New Yorker Arzt warnt:

„Wir müssen bald auswählen, wer sterben muss“

Ausland
31.03.2020 10:43

New York City ist jene US-Stadt, die am härtesten von der Coronavirus-Pandemie getroffen wurde. Am Montag starben in der Metropole in „nur sechs höllischen Stunden“, wie die „New York Post“ schreibt, 124 Menschen. Das bedeutete einen Todesfall alle 2,3 Minuten. „Wir haben unsere Kapazitäten noch nicht überschritten, aber wir planen die Überschreitung der Kapazitäten ein“, erklärte der New Yorker Arzt Shamit Patel. Bald müsste man in den Spitälern - wie zuvor schon in Italien - auswählen, wer behandelt wird und wer sterben müsse.

New York ist der Brandherd in der Coronavirus-Krise in den USA. Noch vor zehn Tagen seien nur die Hälfte seiner Patienten im Krankenhaus Beth Israel in Manhattan Coronavirus-Infizierte gewesen, sagte Patel. Doch die Zahl der Neuinfektionen steige in New York exponentiell. „Gemessen an der Rate, die ich beobachte, könnte der Höhepunkt irgendwann zwischen Ende dieser Woche und einem Zeitpunkt in der nächsten Woche erreicht sein“, sagte Patel.

Sonst stark belebte Straßen sind nun in New York verwaist. (Bild: AP)
Sonst stark belebte Straßen sind nun in New York verwaist.
(Bild: AP)

Die Stadt New York meldete bis Montag 36.000 bestätigte Coronavirus-Infektionsfälle, 790 Menschen starben. Vor zwei Wochen hatte es gerade einmal 463 nachgewiesene Infektionen gegeben. In der Metropole reagierte man auf die Entwicklung, indem man ein Feldkrankenhaus im Central Park errichtete.

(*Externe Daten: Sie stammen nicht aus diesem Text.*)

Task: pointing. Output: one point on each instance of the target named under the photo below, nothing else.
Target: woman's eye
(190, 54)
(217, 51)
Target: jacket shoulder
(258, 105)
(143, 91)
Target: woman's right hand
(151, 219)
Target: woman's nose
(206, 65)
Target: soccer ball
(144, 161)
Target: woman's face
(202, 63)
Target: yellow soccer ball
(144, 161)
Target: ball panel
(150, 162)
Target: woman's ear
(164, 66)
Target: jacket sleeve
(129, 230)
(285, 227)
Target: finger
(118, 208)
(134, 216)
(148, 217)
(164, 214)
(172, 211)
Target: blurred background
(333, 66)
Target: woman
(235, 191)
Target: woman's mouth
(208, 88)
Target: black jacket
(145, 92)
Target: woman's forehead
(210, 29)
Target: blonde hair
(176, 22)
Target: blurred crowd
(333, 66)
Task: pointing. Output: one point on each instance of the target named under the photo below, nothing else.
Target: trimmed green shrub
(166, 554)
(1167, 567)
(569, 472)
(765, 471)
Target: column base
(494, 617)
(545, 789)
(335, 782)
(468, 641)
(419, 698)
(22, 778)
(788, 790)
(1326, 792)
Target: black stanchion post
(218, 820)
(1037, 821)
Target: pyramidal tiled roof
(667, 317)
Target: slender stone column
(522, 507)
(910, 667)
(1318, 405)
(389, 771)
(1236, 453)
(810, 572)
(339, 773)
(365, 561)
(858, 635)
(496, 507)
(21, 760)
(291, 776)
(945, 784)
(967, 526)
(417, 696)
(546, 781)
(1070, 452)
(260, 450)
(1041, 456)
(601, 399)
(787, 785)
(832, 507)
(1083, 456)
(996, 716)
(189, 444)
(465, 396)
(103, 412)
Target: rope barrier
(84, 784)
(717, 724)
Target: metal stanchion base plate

Am Montag legte ein Krankenhausschiff der US-Marine an, in dem zwar keine Coronavirus-Patienten behandelt werden, das aber die Krankenhäuser in der Stadt entlasten soll.

Mediziner: Ärzteanzahl müsste „verdoppelt oder verdreifacht“ werden 
Patel befürchtet ein Szenario wie in manchen Regionen Norditaliens, wo Ärzte wegen der überwältigenden Zahl an Patienten entscheiden müssen, wer behandelt wird und wer sterben muss. In der Krise müssten Ärzte ihre Patienten schneller diagnostizieren und Therapiemaßnahmen festlegen, sagte der Internist. Wahrscheinlich müsse die Zahl der Patienten pro Arzt „verdoppelt oder verdreifacht“ werden, sagte der 46-Jährige weiter. Dies könne jedoch nicht bis ins Unendliche fortgesetzt werden, weil dann keine wirksame Behandlung mehr möglich sei.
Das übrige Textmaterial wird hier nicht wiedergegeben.